His mother, Theodora, was not pleased with his independent action. The Dominicans realized this and decided to get him to Paris. However, the family had horsemen who overcame the little troupe walking to Rome and kidnapped Thomas. He was brought back to the family castle at Roccasecca where he was kept locked for over a year. During that time, he was allowed books and visits from his sisters. So, he taught them philosophy and reason. After a while they chose to take their brother’s side in the dispute. Eventually, Theodora realized she could not contain her son forever, so she allowed him to “escape” at night to save the family name.
He joined his fellow Dominicans and made his way to Paris where he studied, becoming a disciple of Albertus Magnus, a great Dominican professor, even following him to the University of Cologne, where he became an apprentice professor. There he wrote several commentaries on Old Testament books. In 1252, Thomas returned to Paris to work on his Master’s degree. In addition to all his writings required for his degree, he worked as an apprentice professor teaching the Bible and writing his work “On Essence and Being” as well as a detailed commentary on Peter Lombard’s Sentences.
In 1256, he was appointed regent master at the university and wrote numerous works which would form the basis of thought for his Summa. In 1259, he left the university to give other Dominicans a chance to get similar training. He moved to Naples where he became the general preacher of the province, formally in 1260. Within a year he was moved to Orvieto to become the conventual lector. While there, he completed his Summa Contra Gentiles and several other written works. And when the pope asked him to write music and liturgical works for a feast day, he did that, too.
When Pope jClement IV was elected, Thomas was called to become the papal theologian. At the same time he was named lector for new friars at the school at Santa Sabina. He wrote his Summa Theologica for this population of students.

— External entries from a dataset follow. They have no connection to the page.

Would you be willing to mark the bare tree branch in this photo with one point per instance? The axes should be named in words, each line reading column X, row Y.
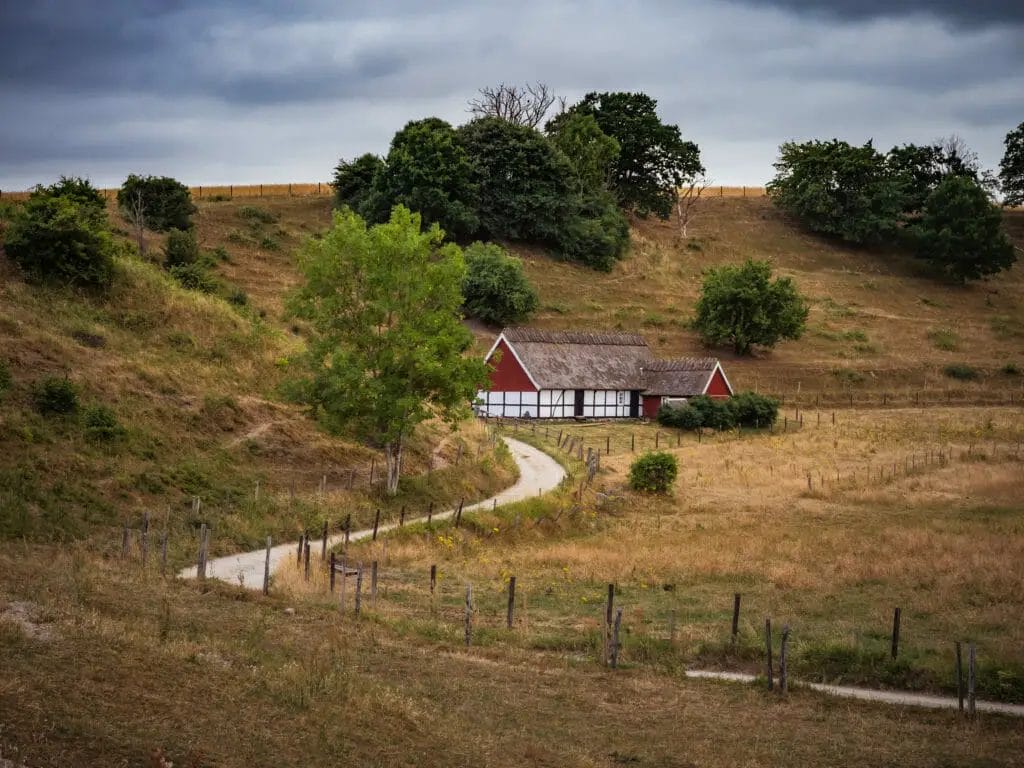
column 518, row 104
column 687, row 199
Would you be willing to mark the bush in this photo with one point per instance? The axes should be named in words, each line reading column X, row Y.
column 100, row 424
column 753, row 410
column 961, row 372
column 256, row 216
column 495, row 289
column 54, row 395
column 653, row 472
column 181, row 249
column 166, row 202
column 57, row 239
column 680, row 417
column 195, row 278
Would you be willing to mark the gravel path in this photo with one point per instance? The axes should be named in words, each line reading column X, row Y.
column 870, row 694
column 538, row 474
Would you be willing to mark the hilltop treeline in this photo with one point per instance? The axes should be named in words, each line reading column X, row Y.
column 500, row 177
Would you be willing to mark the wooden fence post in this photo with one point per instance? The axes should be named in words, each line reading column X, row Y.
column 266, row 568
column 782, row 684
column 511, row 609
column 960, row 677
column 358, row 589
column 614, row 638
column 735, row 617
column 895, row 645
column 143, row 538
column 373, row 585
column 971, row 679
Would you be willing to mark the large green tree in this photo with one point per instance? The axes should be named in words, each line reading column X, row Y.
column 61, row 239
column 353, row 182
column 742, row 306
column 1012, row 168
column 524, row 183
column 387, row 349
column 961, row 231
column 839, row 189
column 653, row 159
column 590, row 150
column 496, row 290
column 428, row 170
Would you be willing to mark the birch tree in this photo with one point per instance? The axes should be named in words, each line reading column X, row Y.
column 387, row 348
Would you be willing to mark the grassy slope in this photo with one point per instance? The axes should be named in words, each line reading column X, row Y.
column 195, row 381
column 870, row 312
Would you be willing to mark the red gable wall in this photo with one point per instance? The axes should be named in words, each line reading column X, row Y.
column 717, row 386
column 508, row 375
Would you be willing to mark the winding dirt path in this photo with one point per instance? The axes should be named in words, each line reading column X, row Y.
column 539, row 473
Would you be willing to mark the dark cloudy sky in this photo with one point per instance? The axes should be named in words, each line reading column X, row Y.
column 258, row 91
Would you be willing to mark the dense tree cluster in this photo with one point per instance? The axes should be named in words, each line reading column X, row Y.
column 933, row 199
column 500, row 177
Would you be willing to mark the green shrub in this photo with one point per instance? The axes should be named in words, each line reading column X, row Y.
column 60, row 240
column 100, row 424
column 55, row 396
column 181, row 249
column 495, row 289
column 680, row 417
column 166, row 202
column 195, row 278
column 255, row 215
column 653, row 472
column 944, row 338
column 961, row 372
column 753, row 410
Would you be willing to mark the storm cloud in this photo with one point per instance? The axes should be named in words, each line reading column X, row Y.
column 254, row 92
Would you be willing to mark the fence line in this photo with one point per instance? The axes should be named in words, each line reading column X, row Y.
column 324, row 189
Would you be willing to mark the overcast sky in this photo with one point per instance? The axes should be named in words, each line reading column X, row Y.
column 250, row 91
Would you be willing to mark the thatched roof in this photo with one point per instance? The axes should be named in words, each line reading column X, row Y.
column 563, row 359
column 679, row 378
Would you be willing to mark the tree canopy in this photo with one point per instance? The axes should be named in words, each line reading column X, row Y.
column 961, row 231
column 496, row 289
column 1012, row 168
column 429, row 171
column 742, row 306
column 387, row 346
column 653, row 159
column 166, row 202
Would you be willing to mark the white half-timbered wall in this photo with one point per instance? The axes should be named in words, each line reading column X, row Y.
column 555, row 403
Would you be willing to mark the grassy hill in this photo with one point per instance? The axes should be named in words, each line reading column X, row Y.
column 195, row 381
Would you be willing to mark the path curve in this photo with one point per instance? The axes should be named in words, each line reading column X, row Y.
column 539, row 473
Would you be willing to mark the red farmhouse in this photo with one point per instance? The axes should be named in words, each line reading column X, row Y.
column 565, row 375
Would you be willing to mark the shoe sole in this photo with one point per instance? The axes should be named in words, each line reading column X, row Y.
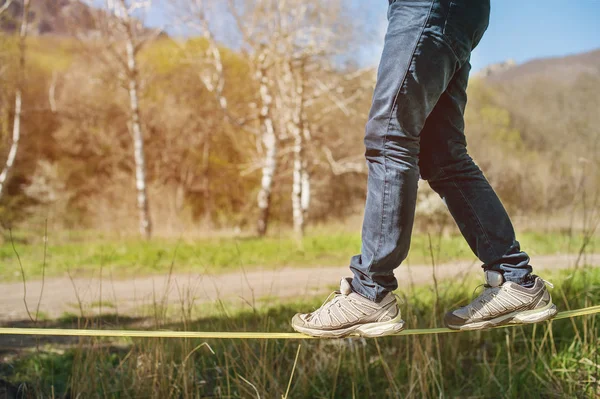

In 1268, Thomas was called back to Paris to do three more years of professorship. It was much more difficult for him this time. The Franciscans were not pleased with his referenced to the Greeks and continually disputed with him. After three long years, Thomas left Paris to open schools where ever he please.
Within a little over a year, on December 6, 1273, Thomas was seen to meditate and levitate. He was never the same after that. He could not or would nto write any longer and he would not explain himself, not even write that this ever occurred. However, the pope asked him to come to preach at the Council of Lyons in the spring of 1274. An accident, causing some brain damage, occurred on the way. Although he seemed to rally, he died in a Cistercian abbey while delivering a talk on the Song of Songs, March 7, 1274.
Saint Thomas, patron of theologians, we pray for more vocations!
“I am receiving thee, Prince of my soul’s redemption: all my studies, my vigils and my labours have been for love of thee.”